By default, existing non-NaN values are not overwritten:

```{code-cell}
try:
    da.pr.set("area", "COL", np.linspace(0, 20, 6) * ureg("Gg CO2 / year"))
except ValueError as err:
    print(err)
```

You can overwrite existing values by specifying `existing="overwrite"`
to overwrite all values or `existing="fillna"` to overwrite only NaNs.

```{code-cell}
da.pr.set(
    "area",
    "COL",
    np.linspace(0, 20, 6) * ureg("Gg CO2 / year"),
    existing="overwrite",
)
```

By default, the `set()` function extends the specified dimension automatically to
accommodate new values if not all key values are in the specified dimension yet.
You can change this by specifying `new="error"`, which will raise a KeyError if any of
the keys is not found:

```{code-cell}
try:
    da.pr.set(
        "area",
        ["COL", "CUB"],
        np.linspace(0, 20, 6) * ureg("Gg CO2 / year"),
        existing="overwrite",
        new="error",
    )
except KeyError as err:
    print(err)
```

## Example: computing super-categories

In particular, the `set()` functions can also be used with xarray's arithmetic
functions to derive values from existing data and store the result in the Dataset.
As an example, we will derive better values for category 0 by adding all
its subcategories and store the result.

First, let's load a dataset and see the current data for a small subset of the data:

```{code-cell}
ds = primap2.open_dataset("../opulent_ds.nc")

sel = {
    "area": "COL",
    "category": ["0", "1", "2", "3", "4", "5"],
    "animal": "cow",
    "product": "milk",
    "scenario": "highpop",
    "source": "RAND2020",
}
subset = ds.pr.loc[sel].squeeze()

# TODO: currently, plotting with units still emits a warning
import warnings

with warnings.catch_warnings():
    warnings.simplefilter("ignore")
    subset["CO2"].plot.line(x="time", hue="category (IPCC 2006)")
```

While it is hard to see any details in this plot, it is clearly visible
that category 0 is not the sum of the other categories (which should not
come as a surprise because the data were generated at random).

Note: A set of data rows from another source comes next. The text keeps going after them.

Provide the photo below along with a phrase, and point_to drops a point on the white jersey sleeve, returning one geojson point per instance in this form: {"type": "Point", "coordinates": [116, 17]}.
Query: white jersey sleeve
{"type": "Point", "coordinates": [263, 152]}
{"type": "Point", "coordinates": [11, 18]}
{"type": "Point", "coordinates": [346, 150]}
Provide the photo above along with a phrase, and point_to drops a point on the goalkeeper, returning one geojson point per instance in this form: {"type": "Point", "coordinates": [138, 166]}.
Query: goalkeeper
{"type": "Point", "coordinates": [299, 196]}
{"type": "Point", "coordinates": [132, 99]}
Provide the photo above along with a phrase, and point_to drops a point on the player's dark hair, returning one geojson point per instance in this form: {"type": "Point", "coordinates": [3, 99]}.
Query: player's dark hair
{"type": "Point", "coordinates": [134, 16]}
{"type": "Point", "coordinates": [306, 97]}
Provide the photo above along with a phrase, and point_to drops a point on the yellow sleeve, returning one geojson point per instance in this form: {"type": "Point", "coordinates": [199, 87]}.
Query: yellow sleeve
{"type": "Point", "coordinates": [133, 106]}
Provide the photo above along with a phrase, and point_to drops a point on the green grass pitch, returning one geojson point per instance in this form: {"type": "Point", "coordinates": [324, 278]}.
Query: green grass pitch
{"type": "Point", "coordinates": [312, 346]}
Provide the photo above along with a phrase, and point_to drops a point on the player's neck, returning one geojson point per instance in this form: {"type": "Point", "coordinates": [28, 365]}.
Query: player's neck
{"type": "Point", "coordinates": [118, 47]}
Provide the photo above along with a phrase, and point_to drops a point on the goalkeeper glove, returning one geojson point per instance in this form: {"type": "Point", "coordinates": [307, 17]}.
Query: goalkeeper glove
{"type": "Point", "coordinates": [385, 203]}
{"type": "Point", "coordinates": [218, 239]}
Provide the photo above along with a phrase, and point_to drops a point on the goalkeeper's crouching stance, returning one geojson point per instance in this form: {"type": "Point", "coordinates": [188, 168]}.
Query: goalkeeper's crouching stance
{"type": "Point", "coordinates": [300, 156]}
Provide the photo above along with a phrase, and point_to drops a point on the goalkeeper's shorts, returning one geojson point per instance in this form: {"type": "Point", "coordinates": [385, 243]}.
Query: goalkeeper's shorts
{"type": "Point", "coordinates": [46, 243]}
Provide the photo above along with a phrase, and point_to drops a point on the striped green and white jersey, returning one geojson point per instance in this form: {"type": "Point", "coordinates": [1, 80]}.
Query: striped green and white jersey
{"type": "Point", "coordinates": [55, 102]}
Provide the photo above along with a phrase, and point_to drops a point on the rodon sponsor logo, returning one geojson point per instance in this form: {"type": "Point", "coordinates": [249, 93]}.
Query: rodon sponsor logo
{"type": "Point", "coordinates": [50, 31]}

We will now recompute category 0 for the entire dataset using set():

```{code-cell}
cat0_new = ds.pr.loc[{"category": ["1", "2", "3", "4", "5"]}].pr.sum("category")

ds = ds.pr.set(
    "category",
    "0",
    cat0_new,
    existing="overwrite",
)

# plot a small subset of the result
subset = ds.pr.loc[sel].squeeze()
# TODO: currently, plotting with units still emits a warning
import warnings

with warnings.catch_warnings():
    warnings.simplefilter("ignore")
    subset["CO2"].plot.line(x="time", hue="category (IPCC 2006)")
```

As you can see in the plot, category 0 is now computed from its subcategories.
The set() method of Datasets works on all data variables in the dataset which
have the corresponding dimension. In this example, the "population" variable
does not have categories, so it was unchanged.